Sunday's Gospel was the annunciation, (reminder that I wrote this months ago) Mary finds out she is pregnant and hurries to tell her cousin Elizabeth who is also pregnant. We are told there is celebrating, Mary is highlighted for the ways she goes to share the good news and the two are lifted up for "helping one another". It is advent, the Church is waiting for baby Jesus to be born and the message we get about Mary is that she is a helper. In my anger about alter boys I found myself angry about Mary too. We speak so often about God coming to us in the flesh as Jesus, but we forget that the flesh that grew Jesus was Mary's. The flesh that stretched and tore and bled was Mary's. We hold Mary up as a Virgin, obedient to God's word, quietly taking on this surprise, yet she is so much more than that. Mary is strong and brave and courageous. And maybe even a little bit pissed, shocked and terrified that she has been given this burden, and expected to just take it as her own. I don't think she just smiled and nodded. I don't think Jesus coming in the flesh as male provides any reasoning for only men to be priest, only boys to be alter servers, and for you to feel the deep pain of being less than. Your very sex is the only way that we can know and follow Jesus in this life- a way of living that is so very good and worthy. Jesus brought such life, fought for justice, showed us the way we should all be living today, but Mary- Mary brought Jesus to life. And we must not forget that.
So in this season I will remember you, I will dream of you, and I will remember Mary. I will hold tight to the fact that the institution is wrong, and there is so much good in this tradition to reinterpret to you. Questions that I hope you always ask, pain you always express, so that together we can look at the ways this Church, like the rest of the world, is failing you. And failing your brothers alike.

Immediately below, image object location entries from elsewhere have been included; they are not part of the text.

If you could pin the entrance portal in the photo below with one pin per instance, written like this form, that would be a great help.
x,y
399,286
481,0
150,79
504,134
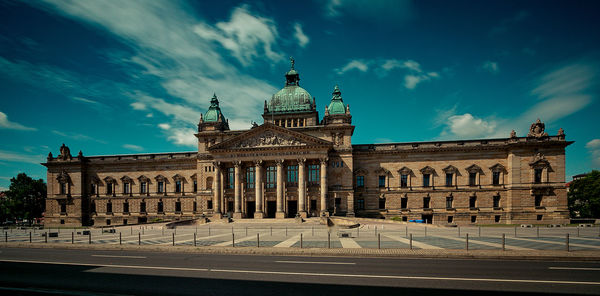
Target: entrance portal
x,y
292,208
250,209
271,208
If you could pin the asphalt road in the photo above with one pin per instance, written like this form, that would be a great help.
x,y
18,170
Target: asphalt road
x,y
58,271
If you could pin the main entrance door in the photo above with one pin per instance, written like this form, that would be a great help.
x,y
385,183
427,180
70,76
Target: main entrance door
x,y
271,208
292,208
250,209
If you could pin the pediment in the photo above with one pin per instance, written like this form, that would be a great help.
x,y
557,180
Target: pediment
x,y
270,136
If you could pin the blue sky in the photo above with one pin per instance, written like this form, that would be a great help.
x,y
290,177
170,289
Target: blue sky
x,y
113,77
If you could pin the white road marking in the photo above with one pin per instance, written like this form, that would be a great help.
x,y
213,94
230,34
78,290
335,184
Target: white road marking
x,y
309,262
415,243
113,256
313,274
574,268
348,243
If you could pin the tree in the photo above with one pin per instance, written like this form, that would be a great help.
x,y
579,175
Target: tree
x,y
584,196
25,198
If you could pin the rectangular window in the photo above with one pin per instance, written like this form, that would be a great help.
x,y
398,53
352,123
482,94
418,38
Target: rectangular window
x,y
496,178
473,202
426,178
271,181
313,174
538,175
360,181
449,178
250,182
403,181
426,202
496,201
292,175
472,179
178,186
538,201
360,204
230,184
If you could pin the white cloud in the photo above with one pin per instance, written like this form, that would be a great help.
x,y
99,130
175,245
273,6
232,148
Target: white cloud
x,y
133,147
490,66
300,36
246,35
468,126
18,157
164,126
184,137
353,64
7,124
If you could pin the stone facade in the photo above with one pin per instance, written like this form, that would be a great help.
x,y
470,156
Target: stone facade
x,y
296,163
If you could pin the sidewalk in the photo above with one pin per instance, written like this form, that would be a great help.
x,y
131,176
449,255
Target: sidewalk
x,y
549,255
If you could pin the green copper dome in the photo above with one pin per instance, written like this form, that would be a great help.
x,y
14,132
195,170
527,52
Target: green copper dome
x,y
214,111
292,98
337,105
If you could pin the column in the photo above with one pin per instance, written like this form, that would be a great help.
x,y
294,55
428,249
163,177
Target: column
x,y
323,186
301,188
237,214
217,191
280,213
258,197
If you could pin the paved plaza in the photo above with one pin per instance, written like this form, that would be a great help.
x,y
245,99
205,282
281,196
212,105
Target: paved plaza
x,y
311,234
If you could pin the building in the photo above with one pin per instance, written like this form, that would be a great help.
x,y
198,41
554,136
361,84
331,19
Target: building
x,y
297,163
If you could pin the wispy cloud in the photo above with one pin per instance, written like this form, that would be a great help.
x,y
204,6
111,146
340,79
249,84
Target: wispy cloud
x,y
302,39
133,147
19,157
7,124
491,67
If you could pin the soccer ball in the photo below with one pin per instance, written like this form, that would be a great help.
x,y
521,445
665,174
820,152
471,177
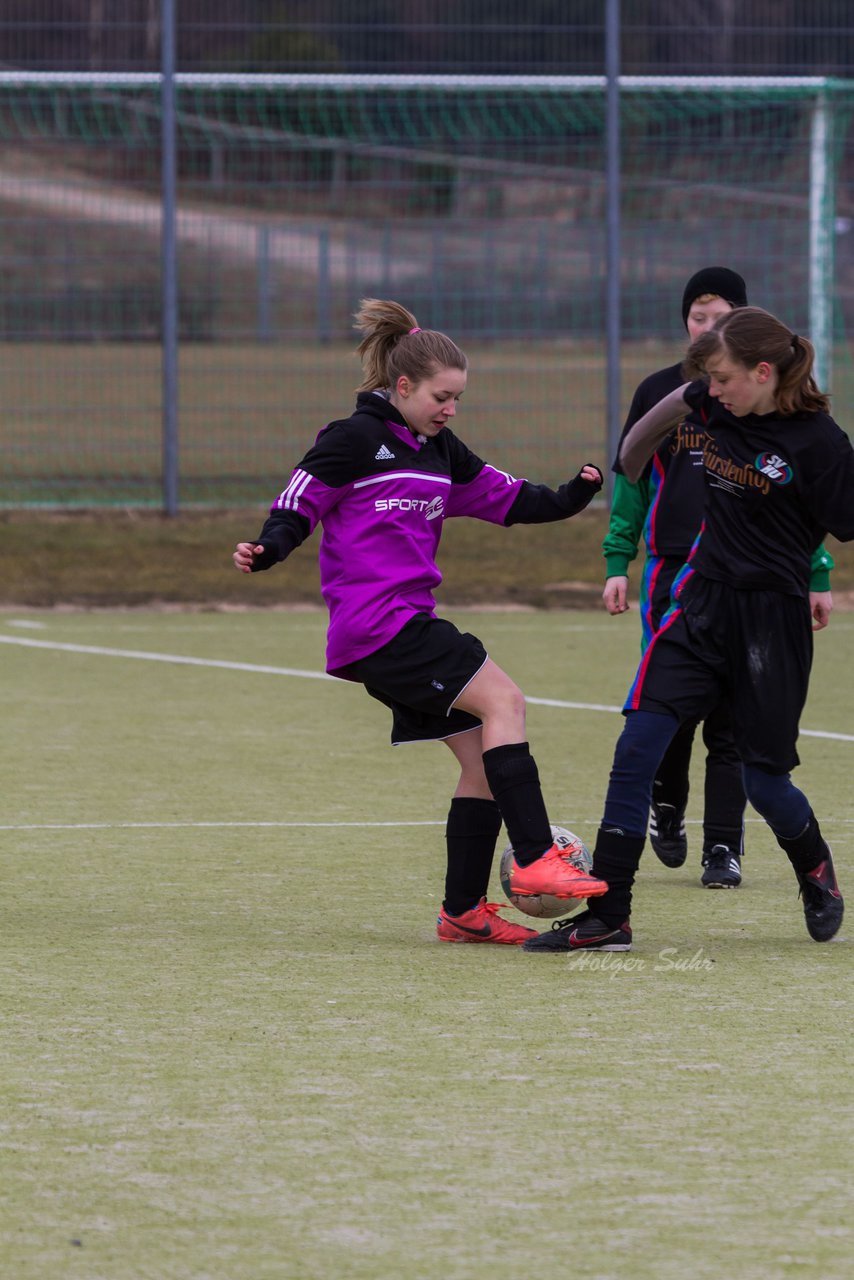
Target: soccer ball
x,y
544,904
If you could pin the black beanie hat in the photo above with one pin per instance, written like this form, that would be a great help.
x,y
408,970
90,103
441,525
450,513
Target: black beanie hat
x,y
715,279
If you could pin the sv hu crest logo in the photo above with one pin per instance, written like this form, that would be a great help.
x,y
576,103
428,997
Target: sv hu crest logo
x,y
773,467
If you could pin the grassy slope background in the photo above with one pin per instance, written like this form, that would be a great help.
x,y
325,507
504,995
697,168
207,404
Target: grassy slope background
x,y
95,560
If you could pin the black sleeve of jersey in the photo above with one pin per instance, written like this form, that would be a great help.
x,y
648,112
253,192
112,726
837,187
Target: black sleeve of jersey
x,y
652,389
538,504
830,493
283,531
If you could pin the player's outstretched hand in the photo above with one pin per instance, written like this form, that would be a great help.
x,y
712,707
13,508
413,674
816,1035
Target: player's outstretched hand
x,y
583,488
592,475
615,594
245,556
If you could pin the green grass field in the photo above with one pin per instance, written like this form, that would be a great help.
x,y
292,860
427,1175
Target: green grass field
x,y
234,1050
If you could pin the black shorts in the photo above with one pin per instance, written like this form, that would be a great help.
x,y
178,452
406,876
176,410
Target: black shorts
x,y
750,648
419,675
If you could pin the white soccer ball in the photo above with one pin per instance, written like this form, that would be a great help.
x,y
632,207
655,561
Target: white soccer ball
x,y
546,905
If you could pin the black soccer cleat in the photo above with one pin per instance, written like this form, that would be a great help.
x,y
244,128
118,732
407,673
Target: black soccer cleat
x,y
721,868
667,833
823,905
581,932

We will make sure you know a God that knows you and your worthiness, we will look closely at the ways you digest this, and when we cant do it all, we will trust that in your life you will find the space to know that you are being failed, and together we will stoke in you the flames to fight back, to stand up, to claim your worthiness, and look for the places where you are treated, seen and celebrated for who God knows you are.